A string t is called nice if a string “2017” occurs in t as a subsequence but a string “2016” doesn’t occur in t as a subsequence. For example, strings “203434107” and “9220617” are nice, while strings “20016”, “1234” and “20167” aren’t nice.

The ugliness of a string is the minimum possible number of characters to remove, in order to obtain a nice string. If it’s impossible to make a string nice by removing characters, its ugliness is  - 1.

Limak has a string s of length n, with characters indexed 1 through n. He asks you q queries. In the i-th query you should compute and print the ugliness of a substring (continuous subsequence) of s starting at the index ai and ending at the index bi (inclusive).

Input
The first line of the input contains two integers n and q (4 ≤ n ≤ 200 000, 1 ≤ q ≤ 200 000) — the length of the string s and the number of queries respectively.

The second line contains a string s of length n. Every character is one of digits ‘0’–‘9’.
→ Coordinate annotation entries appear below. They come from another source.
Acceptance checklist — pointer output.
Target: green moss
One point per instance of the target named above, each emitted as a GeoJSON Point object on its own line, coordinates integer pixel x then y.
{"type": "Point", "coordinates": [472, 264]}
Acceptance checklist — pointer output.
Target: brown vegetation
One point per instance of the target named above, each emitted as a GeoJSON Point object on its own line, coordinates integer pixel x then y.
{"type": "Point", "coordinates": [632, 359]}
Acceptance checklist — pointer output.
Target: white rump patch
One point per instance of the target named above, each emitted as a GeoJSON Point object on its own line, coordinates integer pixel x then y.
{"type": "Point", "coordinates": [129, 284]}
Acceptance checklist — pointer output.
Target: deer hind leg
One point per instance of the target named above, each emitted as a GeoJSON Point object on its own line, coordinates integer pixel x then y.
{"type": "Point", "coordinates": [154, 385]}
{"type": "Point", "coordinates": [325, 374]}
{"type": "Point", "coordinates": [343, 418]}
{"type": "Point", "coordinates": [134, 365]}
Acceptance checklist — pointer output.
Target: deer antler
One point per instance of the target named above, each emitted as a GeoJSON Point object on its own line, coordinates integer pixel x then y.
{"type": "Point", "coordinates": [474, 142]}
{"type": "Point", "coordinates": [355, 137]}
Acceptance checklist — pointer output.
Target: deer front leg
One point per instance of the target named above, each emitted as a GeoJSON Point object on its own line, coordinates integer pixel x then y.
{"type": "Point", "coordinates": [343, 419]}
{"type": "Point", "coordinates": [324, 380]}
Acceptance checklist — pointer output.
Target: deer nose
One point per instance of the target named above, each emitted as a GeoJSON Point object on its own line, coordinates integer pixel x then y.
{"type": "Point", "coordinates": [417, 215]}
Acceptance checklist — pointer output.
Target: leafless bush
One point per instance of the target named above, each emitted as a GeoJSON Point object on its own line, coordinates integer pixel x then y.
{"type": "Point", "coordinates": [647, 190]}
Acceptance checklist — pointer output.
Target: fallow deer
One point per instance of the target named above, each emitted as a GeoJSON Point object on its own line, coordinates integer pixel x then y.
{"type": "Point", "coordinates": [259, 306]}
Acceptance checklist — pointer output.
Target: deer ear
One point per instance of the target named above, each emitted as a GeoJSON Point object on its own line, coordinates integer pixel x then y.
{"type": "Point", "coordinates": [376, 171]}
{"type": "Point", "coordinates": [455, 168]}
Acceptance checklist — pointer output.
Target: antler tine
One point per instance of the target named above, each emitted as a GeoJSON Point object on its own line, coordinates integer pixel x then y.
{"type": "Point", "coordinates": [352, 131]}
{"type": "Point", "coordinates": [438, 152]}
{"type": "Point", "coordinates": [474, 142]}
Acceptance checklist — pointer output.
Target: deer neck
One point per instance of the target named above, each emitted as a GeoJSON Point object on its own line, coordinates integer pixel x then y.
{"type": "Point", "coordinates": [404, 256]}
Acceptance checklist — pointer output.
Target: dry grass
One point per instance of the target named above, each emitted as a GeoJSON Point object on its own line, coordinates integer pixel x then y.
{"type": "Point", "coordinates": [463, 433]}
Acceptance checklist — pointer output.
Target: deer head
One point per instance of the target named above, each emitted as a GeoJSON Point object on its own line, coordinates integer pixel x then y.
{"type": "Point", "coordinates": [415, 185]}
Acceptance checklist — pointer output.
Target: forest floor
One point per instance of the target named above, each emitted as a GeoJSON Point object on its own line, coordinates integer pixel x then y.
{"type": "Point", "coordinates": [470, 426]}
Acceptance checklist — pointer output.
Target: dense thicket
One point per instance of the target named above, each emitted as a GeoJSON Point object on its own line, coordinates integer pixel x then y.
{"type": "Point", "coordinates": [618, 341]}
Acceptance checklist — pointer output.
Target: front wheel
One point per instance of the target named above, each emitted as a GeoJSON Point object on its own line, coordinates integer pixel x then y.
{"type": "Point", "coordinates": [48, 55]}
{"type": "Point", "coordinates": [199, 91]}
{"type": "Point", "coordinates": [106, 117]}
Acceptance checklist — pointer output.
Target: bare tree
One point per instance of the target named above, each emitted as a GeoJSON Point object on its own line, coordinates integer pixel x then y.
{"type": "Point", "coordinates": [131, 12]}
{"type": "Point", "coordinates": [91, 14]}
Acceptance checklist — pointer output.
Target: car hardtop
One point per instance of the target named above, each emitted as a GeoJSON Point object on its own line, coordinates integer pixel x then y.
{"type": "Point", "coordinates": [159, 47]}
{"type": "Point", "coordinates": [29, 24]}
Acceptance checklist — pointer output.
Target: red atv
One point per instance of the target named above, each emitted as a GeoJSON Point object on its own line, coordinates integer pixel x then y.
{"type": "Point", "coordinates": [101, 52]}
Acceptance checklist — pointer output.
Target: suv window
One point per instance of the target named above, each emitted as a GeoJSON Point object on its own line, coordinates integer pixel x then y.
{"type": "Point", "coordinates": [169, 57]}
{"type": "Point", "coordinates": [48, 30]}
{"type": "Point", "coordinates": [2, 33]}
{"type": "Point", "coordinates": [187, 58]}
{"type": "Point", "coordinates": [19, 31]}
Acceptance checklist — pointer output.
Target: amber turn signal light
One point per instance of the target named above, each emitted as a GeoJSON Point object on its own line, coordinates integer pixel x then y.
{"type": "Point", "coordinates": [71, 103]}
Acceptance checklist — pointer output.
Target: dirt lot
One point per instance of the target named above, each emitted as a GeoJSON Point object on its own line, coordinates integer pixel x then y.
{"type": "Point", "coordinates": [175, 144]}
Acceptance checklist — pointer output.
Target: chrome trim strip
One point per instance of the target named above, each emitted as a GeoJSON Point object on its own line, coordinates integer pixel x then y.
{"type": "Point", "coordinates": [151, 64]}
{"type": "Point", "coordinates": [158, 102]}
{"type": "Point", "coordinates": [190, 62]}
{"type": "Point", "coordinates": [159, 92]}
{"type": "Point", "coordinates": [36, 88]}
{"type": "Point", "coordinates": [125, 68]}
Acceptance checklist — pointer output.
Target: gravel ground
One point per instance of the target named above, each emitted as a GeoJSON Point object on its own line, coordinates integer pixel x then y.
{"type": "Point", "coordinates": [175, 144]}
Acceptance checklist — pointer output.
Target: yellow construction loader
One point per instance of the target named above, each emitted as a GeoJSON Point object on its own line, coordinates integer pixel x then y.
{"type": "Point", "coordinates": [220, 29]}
The i-th of next q lines contains two integers ai and bi (1 ≤ ai ≤ bi ≤ n), describing a substring in the i-th query.

Output
For each query print the ugliness of the given substring.

Examples
Input
8 3
20166766
1 8
1 7
2 8
Output
4
3
-1
Input
15 5
012016662091670
3 4
1 14
4 15
1 13
10 15
Output
-1
2
1
-1
-1
Input
4 2
1234
2 4
1 2
Output
-1
-1
Note
In the first sample:

In the first query, ugliness(“20166766”) = 4 because all four sixes must be removed.
In the second query, ugliness(“2016676”) = 3 because all three sixes must be removed.
In the third query, ugliness(“0166766”) =  - 1 because it’s impossible to remove some digits to get a nice string.
In the second sample:

In the second query, ugliness(“01201666209167”) = 2. It’s optimal to remove the first digit ‘2’ and the last digit ‘6’, what gives a string “010166620917”, which is nice.
In the third query, ugliness(“016662091670”) = 1. It’s optimal to remove the last digit ‘6’, what gives a nice string “01666209170”.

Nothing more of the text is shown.